This project is an AI-powered object detection and image search system built using cutting-edge computer vision models and a vector-based retrieval system. The core idea is to allow users to upload images, detect objects using a state-of-the-art object detection model (Facebook's DETR), and then store object information in a vector database. Users can search for images containing one or more objects, and the system will retrieve all matching images from the stored database using Retrieval-Augmented Generation (RAG).
- Upload Images: Users can upload images in PNG, JPEG, or JPG format.
- Object Detection: The system detects multiple objects in uploaded images using Facebook's DETR (DEtection TRansformers) model.
- Bounding Boxes and Scores: Each detected object is highlighted with bounding boxes, along with labels and confidence scores.
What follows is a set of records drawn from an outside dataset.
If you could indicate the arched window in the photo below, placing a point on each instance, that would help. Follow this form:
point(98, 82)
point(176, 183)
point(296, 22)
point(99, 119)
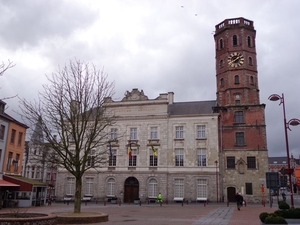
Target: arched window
point(110, 187)
point(250, 61)
point(236, 79)
point(234, 40)
point(222, 82)
point(221, 44)
point(249, 43)
point(152, 188)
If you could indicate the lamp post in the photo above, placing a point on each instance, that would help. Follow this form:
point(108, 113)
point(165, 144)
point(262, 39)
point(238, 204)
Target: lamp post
point(216, 162)
point(292, 122)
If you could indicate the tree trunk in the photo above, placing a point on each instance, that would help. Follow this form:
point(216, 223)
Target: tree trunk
point(77, 199)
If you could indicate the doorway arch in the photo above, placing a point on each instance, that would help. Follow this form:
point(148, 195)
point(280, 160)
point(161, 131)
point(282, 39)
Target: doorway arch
point(231, 191)
point(131, 189)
- Dynamic Object Search: Users can search for images containing one or more selected objects. The system only returns images that contain all selected objects.
- Advanced UI: Modern, responsive user interface with custom CSS, animations, and tooltips.
- Retrieval-Augmented Generation (RAG): Used for intelligent and efficient image search and retrieval from the vector database.
- Streamlit: Interactive, web-based interface for seamless user interaction.
- Transformers (Hugging Face): For integrating state-of-the-art AI models like DETR and RAG.
- DEtection TRansformers (DETR): Facebook's DETR model is used for object detection, which leverages a transformer-based architecture.
- Retrieval-Augmented Generation (RAG): Combines the power of retrieval-based models and generative models for efficient and intelligent search.
- PIL (Python Imaging Library): Image processing library used for handling images (drawing bounding boxes, saving images, etc.).
- FAISS: Facebook's AI Similarity Search is used to perform fast vector searches over large datasets.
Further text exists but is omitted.